After attending a service of remembrance in Westminster Abbey on Sunday, July 10 - designated National Commemoration Day - the Queen will address the nation from Horse Guards Parade.

A salvo from the guns of HMS Belfast, moored in the River Thames, will mark the start of a period of silence, and a Lancaster bomber will drop a million poppies in the Mall during a flypast by wartime aircraft.

Showbusiness stars, including Bruce Forsyth, Simon Callow, Petula Clark, Jane Horrocks, Claire Sweeney and Robert Hardy will take part in a show on Horse Guards Parade.

Announcing the details of the commemorations, Defence Secretary John Reid said: "This will enable us to demonstrate to those who lived through the war at home and abroad that the sacrifices their generation made and the hardships that they endured are still acknowledged, valued and appreciated."

Other events include a "living museum" in St James's Park - running from July 4 to 10 - with wartime exhibits from many of the country's leading collections.

The Government has selected July 10 as the date for the main national commemorations marking the end of the war, falling midway between VE Day, marking victory in Europe, and VJ Day, marking victory over Japan.

Mr Reid said the day would be "set in context" by the service of remembrance at Westminster Abbey attended by the Queen and the Duke of Edinburgh.

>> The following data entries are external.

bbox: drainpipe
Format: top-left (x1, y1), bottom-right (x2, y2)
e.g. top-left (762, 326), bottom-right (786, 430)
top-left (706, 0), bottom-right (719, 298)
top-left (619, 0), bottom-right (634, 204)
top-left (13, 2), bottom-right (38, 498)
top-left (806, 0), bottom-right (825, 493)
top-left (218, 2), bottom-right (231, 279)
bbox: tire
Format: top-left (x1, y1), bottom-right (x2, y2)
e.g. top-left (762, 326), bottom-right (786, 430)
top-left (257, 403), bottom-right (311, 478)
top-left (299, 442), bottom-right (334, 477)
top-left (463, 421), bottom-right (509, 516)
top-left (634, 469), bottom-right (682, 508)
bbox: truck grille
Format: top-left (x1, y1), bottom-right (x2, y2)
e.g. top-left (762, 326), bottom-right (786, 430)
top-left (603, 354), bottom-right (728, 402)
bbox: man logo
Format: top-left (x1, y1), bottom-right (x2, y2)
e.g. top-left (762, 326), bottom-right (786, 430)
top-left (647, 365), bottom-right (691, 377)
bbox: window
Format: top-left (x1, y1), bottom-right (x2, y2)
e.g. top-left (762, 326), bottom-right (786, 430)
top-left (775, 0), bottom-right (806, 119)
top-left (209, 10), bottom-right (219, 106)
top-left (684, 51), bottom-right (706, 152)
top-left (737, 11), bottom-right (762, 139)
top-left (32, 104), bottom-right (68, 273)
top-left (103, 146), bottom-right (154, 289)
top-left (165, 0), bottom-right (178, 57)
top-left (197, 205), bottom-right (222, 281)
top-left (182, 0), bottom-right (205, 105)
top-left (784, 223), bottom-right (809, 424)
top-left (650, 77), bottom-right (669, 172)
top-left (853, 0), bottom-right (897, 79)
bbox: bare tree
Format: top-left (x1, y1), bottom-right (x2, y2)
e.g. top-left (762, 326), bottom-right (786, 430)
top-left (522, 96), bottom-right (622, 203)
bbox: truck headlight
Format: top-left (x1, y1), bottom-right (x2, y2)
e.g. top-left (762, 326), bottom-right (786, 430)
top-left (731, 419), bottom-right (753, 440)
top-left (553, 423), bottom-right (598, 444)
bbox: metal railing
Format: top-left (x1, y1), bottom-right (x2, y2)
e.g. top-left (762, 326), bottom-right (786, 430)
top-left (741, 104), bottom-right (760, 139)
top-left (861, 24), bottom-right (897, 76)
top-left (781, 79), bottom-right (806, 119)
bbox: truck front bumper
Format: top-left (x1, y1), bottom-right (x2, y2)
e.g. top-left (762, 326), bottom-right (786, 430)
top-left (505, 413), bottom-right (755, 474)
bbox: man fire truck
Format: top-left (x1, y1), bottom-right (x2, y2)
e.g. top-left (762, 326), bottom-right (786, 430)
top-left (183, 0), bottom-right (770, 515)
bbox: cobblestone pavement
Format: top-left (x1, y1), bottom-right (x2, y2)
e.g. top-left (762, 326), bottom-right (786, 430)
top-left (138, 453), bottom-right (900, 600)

The Archbishop of Canterbury, Dr Rowan Williams, will give the address.

The Queen will then host a veterans' lunch, attended by 2,000 people, in the gardens of Buckingham Palace.

In the afternoon, it is expected that 12,000 people - including the Queen and the Prime Minister - will attend the Reflections of World War II commemorative show on Horse Guards Parade.

To end the show, veterans' organisations will symbolically hand over their standards to representatives of the younger generation.

The Queen will then lead the massed standards assembled in The Mall to the forecourt of Buckingham Palace, where, in scenes intended to recall the events of 1945, the Royal Family will gather on the balcony to watch a flypast of wartime aircraft.